ESPE Yearbook of Paediatric Endocrinology

J Bone Miner Res. 2021 Nov;36(11):2193-2202Abstract: https://pubmed-ncbi-nlm-nih-gov.proxy.kib.ki.se/34355424/

In brief: Generalised arterial calcification of infancy (GACI) is clinically and genetically a heterogeneous disorder caused by mutations in ENPP1or ABCC6 variants. This multicentre study identified early mortality risk in GACI patients despite attempts to treat with bisphosphonates, high prevalence of rickets in ENPP1, but not ABCC6 deficiency, and that heterogenous calcification and multiple organ complications occur with both ENPP1 and ABCC6 variants suggesting overlapping pathology.

Commentary: Generalized arterial calcification of infancy (GACI) is a rare autosomal recessive disorder characterized by calcification of arteries and marked neointimal proliferation leading to arterial stenoses and cardiac complications. The disease can manifest prenatally and has a mortality of ~55% in the first 6 months of life despite intensive therapy. However, the disease course after the initial 6 months is not well characterized, with reports limited to case series or small retrospective studies.

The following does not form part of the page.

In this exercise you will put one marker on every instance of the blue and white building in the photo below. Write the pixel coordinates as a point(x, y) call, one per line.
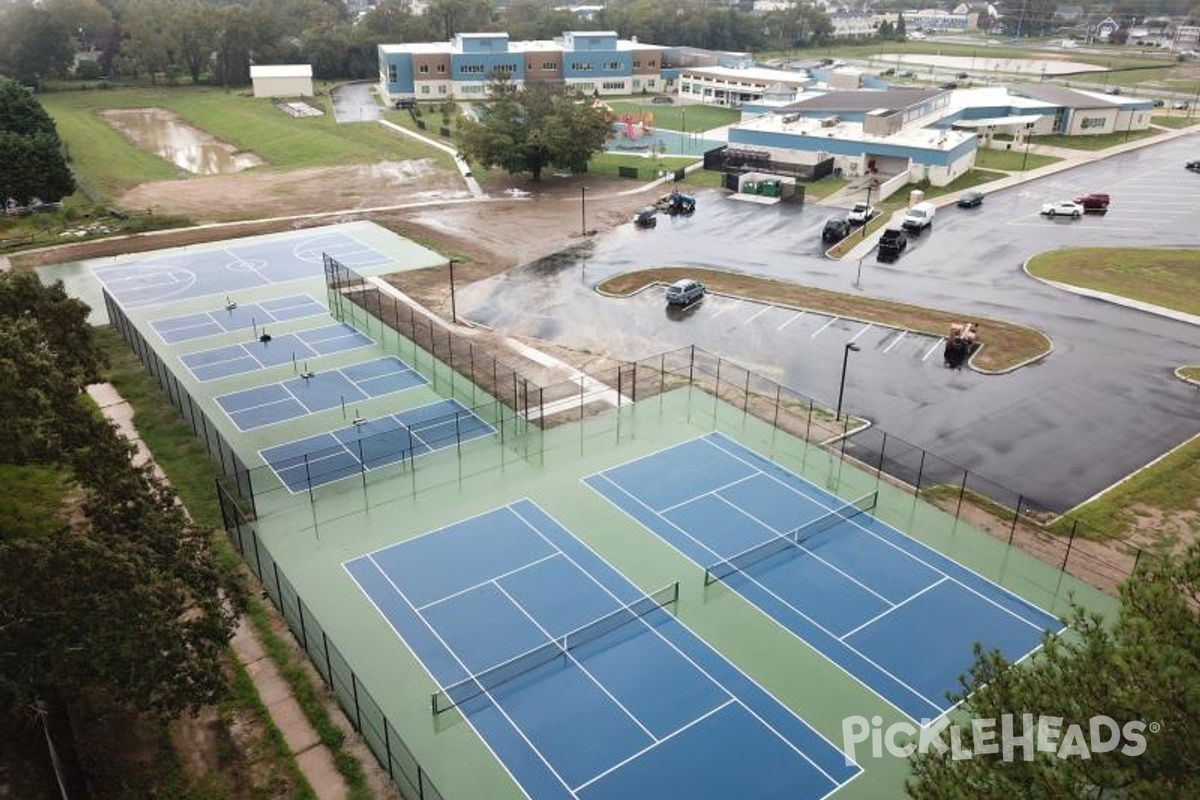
point(593, 61)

In this study, 247 patients with GACI (from birth to 58.3 years of age) across 19 countries were reviewed. Overall mortality was 54.7% (13.4% in utero or stillborn), with a 50.4% probability of death before the age of 6 months (critical period).

Despite lack of evidence bisphosphonates, especially first-generation, are routinely used for the management of GACI during infancy. This study, however, found that bisphosphonate treatment had no survival benefit based on a start-time matched analysis and inconclusive results when initiated within 2 weeks of birth.

Similar prevalence of GACI phenotypes between ENPP1 and ABCC6 deficiencies, including arterial calcification (77.2% and 89.5%, respectively), organ calcification (65.8% and 84.2%, respectively), and cardiovascular complications (58.4% and 78.9%, respectively) were found. However, mortality was higher for ENPP1 versus ABCC6 variants (40.5% versus 10.5%, respectively; p = 0.0157).

A higher prevalence of rickets was reported in 70.8% of surviving affected individuals with ENPP1 compared to individuals with ABCC6 (11.8%; p = 0.0001) variants. Eleven affected individuals presented with rickets and without a GACI diagnosis termed autosomal recessive hypophosphatemic rickets type 2 (ARHR2), all had confirmed ENPP1variants. Approximately 70% of these patients demonstrated evidence of ectopic calcification or complications similar to those seen in individuals with GACI, which shows that ARHR2 is not a distinct condition from GACI but represents part of the spectrum of ENPP1 deficiency.

With the potential for recombinant human (rh)ENPP1-Fc protein to be trialled in GACI and ARHR2, this study will form a benchmark to compare outcomes of novel treatments with historic controls. This study also raises questions about using bisphosphonates in infancy given that it does not offer any survival benefits.